Money woes continue to rank as the number one concern for lawmakers who this month start returning to their respective capitals for 2004 legislative sessions, but election-year politics likely will cast a shadow on all the issues lawmakers tackle this year.
"The pending elections will be forefront in legislators' minds in every discussion ... whether it's the budget, prescription drugs, driving with cell phones or school finance," said Tim Storey, an elections expert at the National Conference of State Legislatures. "One ear will be on the substance of the issue and another ear will be paying attention to the impact that it's going to have on the elections," he said.
Only six states are not scheduled to hold regular legislative sessions this year -- Arkansas, Montana, Nevada, North Dakota, Oregon and Texas -- but special sessions aren't ruled out. Arkansas, for example, is not slated to be in session in 2004, but lawmakers there still are in a special session that opened Dec. 8, 2003, to discuss how to fund public education. Texas plans a special session in April to discuss school financing.
Legislative elections will be held in 2004 in every state except Alabama, Louisiana, Maryland, Mississippi, New Jersey and Virginia.
The presidential election will have only an "indirect" impact on most state legislative sessions while 11 governors' races will weigh heavier "because often legislators' fates are tied to the governor," Storey said.
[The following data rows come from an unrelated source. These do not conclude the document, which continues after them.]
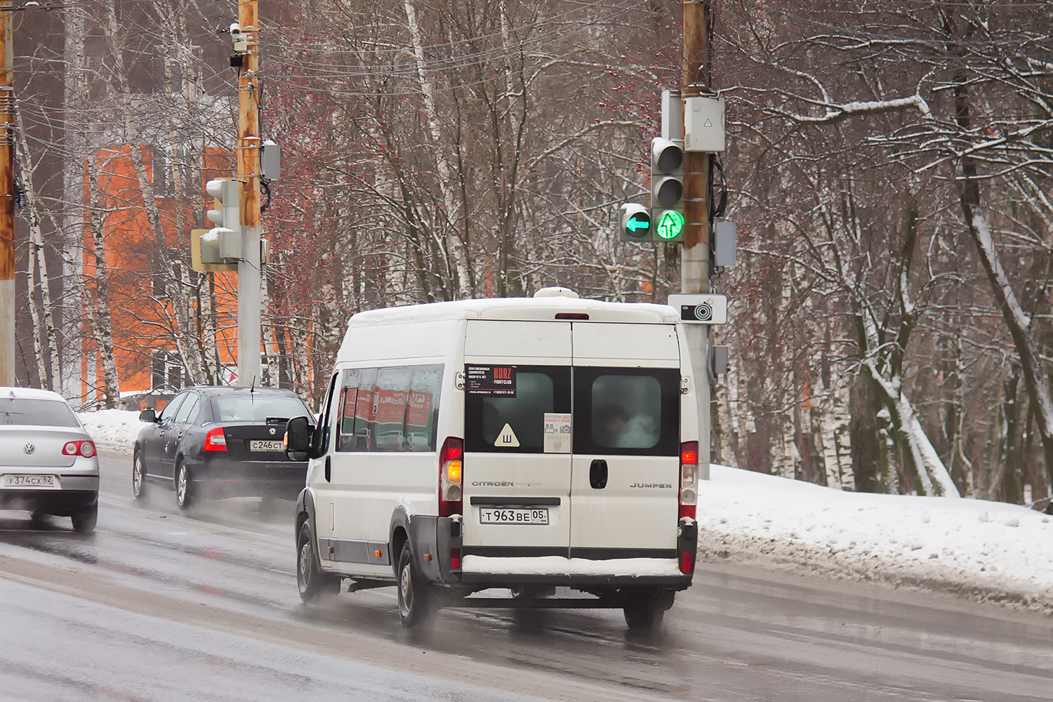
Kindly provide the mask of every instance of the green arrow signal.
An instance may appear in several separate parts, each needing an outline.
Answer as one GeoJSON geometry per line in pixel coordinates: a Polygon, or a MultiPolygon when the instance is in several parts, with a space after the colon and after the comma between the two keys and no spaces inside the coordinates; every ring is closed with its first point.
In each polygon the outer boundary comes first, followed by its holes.
{"type": "Polygon", "coordinates": [[[683,232],[683,215],[669,209],[663,212],[658,220],[658,236],[662,239],[676,239],[683,232]]]}
{"type": "Polygon", "coordinates": [[[650,229],[651,220],[636,219],[636,217],[634,216],[632,219],[625,222],[625,228],[629,229],[630,232],[636,232],[636,229],[650,229]]]}

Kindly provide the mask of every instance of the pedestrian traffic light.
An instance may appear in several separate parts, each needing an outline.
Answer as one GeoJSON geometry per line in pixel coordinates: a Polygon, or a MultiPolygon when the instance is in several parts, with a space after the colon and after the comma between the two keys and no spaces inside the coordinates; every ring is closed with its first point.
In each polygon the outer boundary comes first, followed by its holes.
{"type": "Polygon", "coordinates": [[[621,241],[651,241],[651,213],[643,205],[621,205],[621,241]]]}
{"type": "Polygon", "coordinates": [[[206,213],[216,226],[202,235],[202,253],[218,243],[220,258],[244,258],[241,254],[241,183],[232,178],[218,178],[205,183],[204,189],[216,199],[206,213]]]}
{"type": "Polygon", "coordinates": [[[651,141],[651,241],[683,241],[683,148],[661,137],[651,141]]]}

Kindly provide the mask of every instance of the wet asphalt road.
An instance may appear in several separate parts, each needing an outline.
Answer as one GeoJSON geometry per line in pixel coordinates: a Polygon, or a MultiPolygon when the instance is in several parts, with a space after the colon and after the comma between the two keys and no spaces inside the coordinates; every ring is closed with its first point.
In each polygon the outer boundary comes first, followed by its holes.
{"type": "Polygon", "coordinates": [[[699,565],[661,633],[619,610],[446,609],[296,595],[292,502],[131,495],[99,527],[0,513],[2,700],[1053,699],[1053,622],[948,597],[699,565]]]}

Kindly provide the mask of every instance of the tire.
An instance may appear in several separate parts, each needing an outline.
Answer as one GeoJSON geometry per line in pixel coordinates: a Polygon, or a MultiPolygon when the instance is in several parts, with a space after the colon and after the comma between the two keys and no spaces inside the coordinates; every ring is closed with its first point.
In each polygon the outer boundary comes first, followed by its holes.
{"type": "Polygon", "coordinates": [[[139,449],[132,455],[132,495],[137,500],[146,497],[146,467],[142,464],[139,449]]]}
{"type": "Polygon", "coordinates": [[[176,466],[176,505],[180,509],[188,509],[194,500],[194,479],[186,464],[180,462],[176,466]]]}
{"type": "Polygon", "coordinates": [[[73,530],[86,534],[88,531],[95,530],[95,525],[99,521],[99,505],[98,503],[78,512],[76,515],[69,518],[73,522],[73,530]]]}
{"type": "Polygon", "coordinates": [[[413,550],[410,544],[402,546],[396,571],[398,587],[398,616],[402,625],[414,628],[431,621],[435,614],[435,597],[432,586],[420,577],[413,565],[413,550]]]}
{"type": "Polygon", "coordinates": [[[622,610],[625,614],[625,624],[632,631],[654,631],[661,627],[665,610],[672,606],[672,598],[661,597],[653,591],[632,593],[625,595],[622,610]]]}
{"type": "Polygon", "coordinates": [[[513,600],[540,600],[556,594],[555,585],[519,585],[510,587],[513,600]]]}
{"type": "Polygon", "coordinates": [[[296,587],[304,602],[316,600],[319,595],[340,593],[340,578],[322,573],[318,567],[310,519],[303,520],[296,537],[296,587]]]}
The 11 states electing governors this year are: Delaware, Indiana, Missouri, New Hampshire, North Carolina, North Dakota, Montana, Utah, Vermont, Washington and West Virginia.
While the economy appears to be rebounding, balancing the books will still challenge most states. "The crisis in state and local finance in America is at a modern high," according to a 2003 report from the Nelson A. Rockefeller Institute of Government, the public-policy arm of the State University of New York. Budget gaps "will not go away anytime soon," the institute said in its report.
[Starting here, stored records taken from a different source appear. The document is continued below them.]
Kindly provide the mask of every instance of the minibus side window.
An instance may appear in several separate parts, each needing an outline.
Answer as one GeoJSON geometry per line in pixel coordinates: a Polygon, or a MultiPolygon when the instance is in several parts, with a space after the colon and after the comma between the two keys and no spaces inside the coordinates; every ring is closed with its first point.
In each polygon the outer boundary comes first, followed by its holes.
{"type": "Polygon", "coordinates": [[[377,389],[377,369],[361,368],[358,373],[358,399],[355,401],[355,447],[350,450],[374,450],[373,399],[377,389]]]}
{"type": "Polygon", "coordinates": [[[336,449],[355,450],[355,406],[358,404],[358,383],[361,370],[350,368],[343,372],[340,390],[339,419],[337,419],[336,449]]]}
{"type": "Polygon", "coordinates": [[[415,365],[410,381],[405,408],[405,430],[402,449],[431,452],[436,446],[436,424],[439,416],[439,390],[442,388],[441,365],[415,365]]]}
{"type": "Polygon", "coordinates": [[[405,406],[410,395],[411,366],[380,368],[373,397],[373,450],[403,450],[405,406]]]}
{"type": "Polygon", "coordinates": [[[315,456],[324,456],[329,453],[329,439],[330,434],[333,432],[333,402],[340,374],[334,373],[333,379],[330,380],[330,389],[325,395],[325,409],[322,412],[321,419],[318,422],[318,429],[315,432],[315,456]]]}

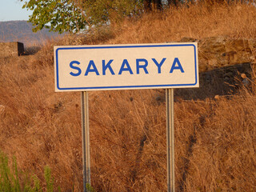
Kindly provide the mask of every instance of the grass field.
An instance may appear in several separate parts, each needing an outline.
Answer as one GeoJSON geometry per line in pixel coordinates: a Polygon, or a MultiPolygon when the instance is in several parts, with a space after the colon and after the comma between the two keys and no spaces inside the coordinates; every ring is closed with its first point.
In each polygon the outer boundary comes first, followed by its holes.
{"type": "MultiPolygon", "coordinates": [[[[142,15],[86,37],[49,41],[0,60],[0,149],[58,191],[82,190],[80,93],[54,92],[54,45],[165,42],[183,37],[256,38],[256,8],[191,5],[142,15]]],[[[255,50],[253,50],[255,53],[255,50]]],[[[256,191],[256,94],[175,102],[177,191],[256,191]]],[[[166,191],[164,90],[89,93],[96,191],[166,191]]],[[[45,186],[46,189],[46,186],[45,186]]]]}

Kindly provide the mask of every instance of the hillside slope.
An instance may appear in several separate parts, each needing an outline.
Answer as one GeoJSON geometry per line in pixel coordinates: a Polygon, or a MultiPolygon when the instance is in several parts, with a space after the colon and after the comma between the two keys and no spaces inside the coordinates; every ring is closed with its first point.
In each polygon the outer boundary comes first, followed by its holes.
{"type": "Polygon", "coordinates": [[[27,21],[0,22],[0,42],[21,42],[27,46],[40,45],[59,36],[46,29],[33,33],[32,28],[32,24],[27,21]]]}
{"type": "MultiPolygon", "coordinates": [[[[82,191],[81,95],[54,92],[53,46],[163,42],[185,37],[201,42],[210,37],[254,42],[255,18],[254,7],[241,4],[184,6],[86,36],[50,41],[35,55],[1,58],[0,149],[15,155],[18,167],[40,181],[49,165],[56,190],[59,186],[62,191],[82,191]]],[[[255,50],[248,50],[254,57],[250,62],[255,62],[255,50]]],[[[215,54],[210,50],[204,55],[211,59],[215,54]]],[[[177,191],[256,191],[255,73],[252,76],[251,87],[239,86],[234,95],[177,99],[177,191]]],[[[91,184],[96,191],[166,191],[164,93],[89,93],[91,184]]]]}

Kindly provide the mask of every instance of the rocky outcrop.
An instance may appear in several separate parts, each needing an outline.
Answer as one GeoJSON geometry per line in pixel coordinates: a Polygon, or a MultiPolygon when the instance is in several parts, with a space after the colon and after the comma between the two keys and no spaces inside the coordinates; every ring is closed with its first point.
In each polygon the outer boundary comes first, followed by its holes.
{"type": "Polygon", "coordinates": [[[200,72],[256,61],[256,39],[212,37],[197,40],[183,38],[180,42],[198,42],[200,72]]]}

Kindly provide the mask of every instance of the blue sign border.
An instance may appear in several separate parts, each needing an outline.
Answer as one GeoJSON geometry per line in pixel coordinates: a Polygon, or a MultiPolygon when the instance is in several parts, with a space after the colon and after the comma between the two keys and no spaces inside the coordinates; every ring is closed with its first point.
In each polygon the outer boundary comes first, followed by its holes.
{"type": "Polygon", "coordinates": [[[132,46],[78,46],[78,47],[59,47],[55,50],[56,54],[56,82],[57,88],[59,90],[118,90],[118,89],[132,89],[132,88],[152,88],[154,87],[177,87],[177,86],[192,86],[198,83],[198,69],[197,69],[197,50],[194,44],[170,44],[170,45],[132,45],[132,46]],[[191,84],[168,84],[168,85],[144,85],[144,86],[91,86],[91,87],[59,87],[59,78],[58,78],[58,50],[92,50],[92,49],[116,49],[116,48],[143,48],[143,47],[166,47],[166,46],[194,46],[194,69],[195,69],[195,82],[191,84]]]}

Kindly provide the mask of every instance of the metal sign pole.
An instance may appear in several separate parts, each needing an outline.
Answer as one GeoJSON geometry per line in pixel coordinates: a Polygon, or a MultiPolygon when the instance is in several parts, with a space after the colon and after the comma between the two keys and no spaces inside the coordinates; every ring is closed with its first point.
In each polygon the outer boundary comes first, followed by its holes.
{"type": "Polygon", "coordinates": [[[166,89],[167,191],[175,191],[174,89],[166,89]]]}
{"type": "Polygon", "coordinates": [[[83,190],[87,192],[86,184],[90,184],[90,134],[89,134],[89,106],[88,93],[81,93],[82,110],[82,169],[83,169],[83,190]]]}

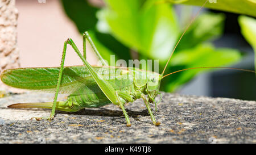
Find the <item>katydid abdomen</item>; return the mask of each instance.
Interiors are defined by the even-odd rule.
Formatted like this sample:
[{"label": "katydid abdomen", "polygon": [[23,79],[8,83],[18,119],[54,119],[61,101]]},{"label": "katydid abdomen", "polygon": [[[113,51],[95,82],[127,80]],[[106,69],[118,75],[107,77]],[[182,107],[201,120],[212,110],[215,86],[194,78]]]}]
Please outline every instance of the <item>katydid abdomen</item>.
[{"label": "katydid abdomen", "polygon": [[[123,104],[140,98],[141,93],[146,94],[147,74],[159,76],[156,73],[133,68],[93,66],[93,69],[112,85],[115,91],[118,91],[121,96],[122,94],[130,96],[129,99],[119,98]],[[3,72],[1,78],[3,83],[14,87],[54,93],[59,70],[60,68],[57,67],[10,69]],[[112,103],[84,66],[64,68],[59,93],[69,95],[66,101],[57,102],[56,109],[59,110],[77,111],[85,107],[97,108]],[[51,108],[52,103],[32,103],[14,105],[13,107]]]}]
States have collectively closed $200 billion in budget deficits in the past three years and already "have cut to the bone," said Sujit CanagaRetna, a senior fiscal analyst with The Council of State Governments.
As a result, states this year will have to make serious cutbacks in education, health care and prisons, which together make up between 85 percent and 90 percent of a state's budget, he said. Among the states facing significant projected shortfalls: California, with an estimated $16 billion deficit, New York with a $4 billion gap and both Michigan and Florida with $1 billion projected deficits.
Other top issues for many state legislatures: complying with the Bush administration's No Child Left Behind education law; the possibility of importing prescription drugs from Canada and lowering medical malpractice and workers' compensation costs.